In the fall of 1813, the United States began a coordinated operation to defeat the Red Sticks. Three columns, one under Pickens, one under Flournoy and one under Jackson would from three different directions move against Hickory Ground. Flournoy's troops, put under the field command of Brigadier General Ferdinand Claiborne moved from Mobile, Alabama to Fort Stoddert and further north using the Alabama River as a supply route. Claiborne forces contained Mississippi Militia and United States Volunteers as well as Choctaw fighters and the 3rd U.S. Infantry Regiment.´In December Claiborne reached the Holy Grounds where he defeated the Red Sticks. In spite of the victory, Flournoy's petulance drove him to refuse to issue supplies to the 3rd Infantry.
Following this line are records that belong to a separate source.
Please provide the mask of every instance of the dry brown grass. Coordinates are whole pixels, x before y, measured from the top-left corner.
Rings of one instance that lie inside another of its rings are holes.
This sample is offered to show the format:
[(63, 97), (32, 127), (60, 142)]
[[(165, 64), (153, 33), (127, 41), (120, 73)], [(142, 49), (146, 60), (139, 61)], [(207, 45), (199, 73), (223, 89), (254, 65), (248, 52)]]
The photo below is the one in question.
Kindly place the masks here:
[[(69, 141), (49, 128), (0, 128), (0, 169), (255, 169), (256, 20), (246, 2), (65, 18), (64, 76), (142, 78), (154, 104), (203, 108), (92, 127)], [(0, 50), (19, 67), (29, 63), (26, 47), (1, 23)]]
In 1814, Andrew Jackson replaced Flournoy as commander of the Seventh Military District.

==Indian Commissioner==
After being replaced as military district commander, Flournoy returned to Augusta. He resigned his commission in the fall of 1814 and resumed his law practice. In 1820, he and Andrew Pickens were selected by Secretary of War John C. Calhoun to be United States commissioners negotiating what eventually would be the First Treaty of Indian Springs. Almost immediately after having assumed his appointment, Flournoy came into conflict with the commissioners who had been appointed by the state of Georgia. Writing to Calhoun, he vehemently rejected the Georgia commissioners claim to participate in the negotiations on equal terms with the federal commissioners. But Calhoun dismissed Flournoy's request that he should tell Georgia that the constitutional prerogatives of negotiating Indian treaties was vested in the United States, and told him to listen to and respect the state commissioners. Flournoy immediately resigned, saying that he refused to take responsibility for the actions of others who in the end would not sign the treaty.

==Family Life==
Thomas Flournoy descended from French Protestants. He was born January 3, 1775, the eight of ten children to Mathews Flournoy and Elizabeth Patsy Prior Smith Flournoy. In 1801, Flournoy married Sophia Davis of Florida at the house of Governor Milledge of Georgia. They had nine children that lived to be adults. She died in 1829 and in 1834 Thomas married Miss Catherine Howell of Philadelphia. They had no children. Flournoy died in Augusta July 24, 1857. His second wife was still alive in 1894.